The 130MW Malicounda Melec power plant in Mbour.
Plant is one of the first public-private partnership projects in West Africa
The power generation capacity of Senegal has been boosted by the launch of a new power plant running on heavy fuel oil engines.
It was one of the first public-private partnership projects in West Africa, involving the Africa Development Bank, investment platform Africa50, the Infrastructure Development Fund for Africa, and Senelec, Senegal’s state power utility.
The Malicounda plant in Mbour, 85 km south of Dakar, is expected to deliver 956GWh of power a year and its operator, energy company Matelec, claims it will raise the country’s power generation capacity by a 17%.
The engines, which can also run on natural gas in the future, have been supplied by Finnish energy company Wärtsilä, which is Senegal’s leading provider of power generating equipment and already has 543MW of installed capacity in 20 plants across the country.

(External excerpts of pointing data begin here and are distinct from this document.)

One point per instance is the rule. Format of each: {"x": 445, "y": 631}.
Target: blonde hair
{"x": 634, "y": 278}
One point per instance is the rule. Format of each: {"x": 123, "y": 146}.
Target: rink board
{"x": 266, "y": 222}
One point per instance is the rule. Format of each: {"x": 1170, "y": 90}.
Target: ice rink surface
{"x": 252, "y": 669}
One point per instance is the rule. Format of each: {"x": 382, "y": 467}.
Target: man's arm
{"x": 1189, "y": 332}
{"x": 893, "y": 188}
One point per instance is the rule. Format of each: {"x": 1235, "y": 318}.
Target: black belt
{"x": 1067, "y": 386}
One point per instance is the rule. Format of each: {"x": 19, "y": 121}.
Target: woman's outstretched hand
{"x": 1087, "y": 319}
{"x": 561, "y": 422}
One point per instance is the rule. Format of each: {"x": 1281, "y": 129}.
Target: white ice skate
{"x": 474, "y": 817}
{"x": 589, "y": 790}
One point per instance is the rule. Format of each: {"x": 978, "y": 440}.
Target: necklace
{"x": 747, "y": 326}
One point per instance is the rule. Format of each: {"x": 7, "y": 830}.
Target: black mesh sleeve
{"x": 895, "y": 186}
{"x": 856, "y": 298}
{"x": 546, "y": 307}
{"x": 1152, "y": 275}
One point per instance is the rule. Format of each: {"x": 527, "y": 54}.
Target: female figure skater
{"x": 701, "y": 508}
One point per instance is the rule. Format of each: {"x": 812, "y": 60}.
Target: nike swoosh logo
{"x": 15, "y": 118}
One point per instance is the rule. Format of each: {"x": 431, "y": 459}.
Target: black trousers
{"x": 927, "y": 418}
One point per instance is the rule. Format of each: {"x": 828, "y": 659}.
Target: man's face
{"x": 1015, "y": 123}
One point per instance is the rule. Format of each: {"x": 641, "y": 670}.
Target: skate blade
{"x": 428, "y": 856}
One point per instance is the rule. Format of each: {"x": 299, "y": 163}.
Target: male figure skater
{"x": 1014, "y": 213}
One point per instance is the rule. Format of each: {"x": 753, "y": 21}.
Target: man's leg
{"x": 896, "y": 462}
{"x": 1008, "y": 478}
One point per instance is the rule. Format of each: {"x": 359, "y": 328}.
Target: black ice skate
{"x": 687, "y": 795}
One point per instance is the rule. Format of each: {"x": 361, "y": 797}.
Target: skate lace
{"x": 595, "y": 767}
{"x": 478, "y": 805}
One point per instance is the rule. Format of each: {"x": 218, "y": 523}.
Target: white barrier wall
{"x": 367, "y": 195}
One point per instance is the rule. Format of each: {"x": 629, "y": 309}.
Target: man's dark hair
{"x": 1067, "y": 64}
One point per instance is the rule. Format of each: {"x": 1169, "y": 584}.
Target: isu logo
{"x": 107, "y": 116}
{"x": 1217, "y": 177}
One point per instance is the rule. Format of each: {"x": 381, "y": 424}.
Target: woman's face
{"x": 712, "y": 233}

The Malicounda plant comprises seven 18V50 engines and a steam turbine. Wärtsilä said its fast load-following power capability “means that the plant is ideally suited to maintain system reliability, and able to offer the flexibility needed as intermittent renewable energy is progressively added to Senegal’s power grid”.
The plant is part of the government’s Plan Sénégal Emergent to strengthen the country’s emerging economy and provide electricity access to everyone by 2025.
“We are confident that that this highly efficiency plant will enable Senegal to reduce electricity production costs,” said Marc Thiriet, director for Africa at Wärtsilä Energy.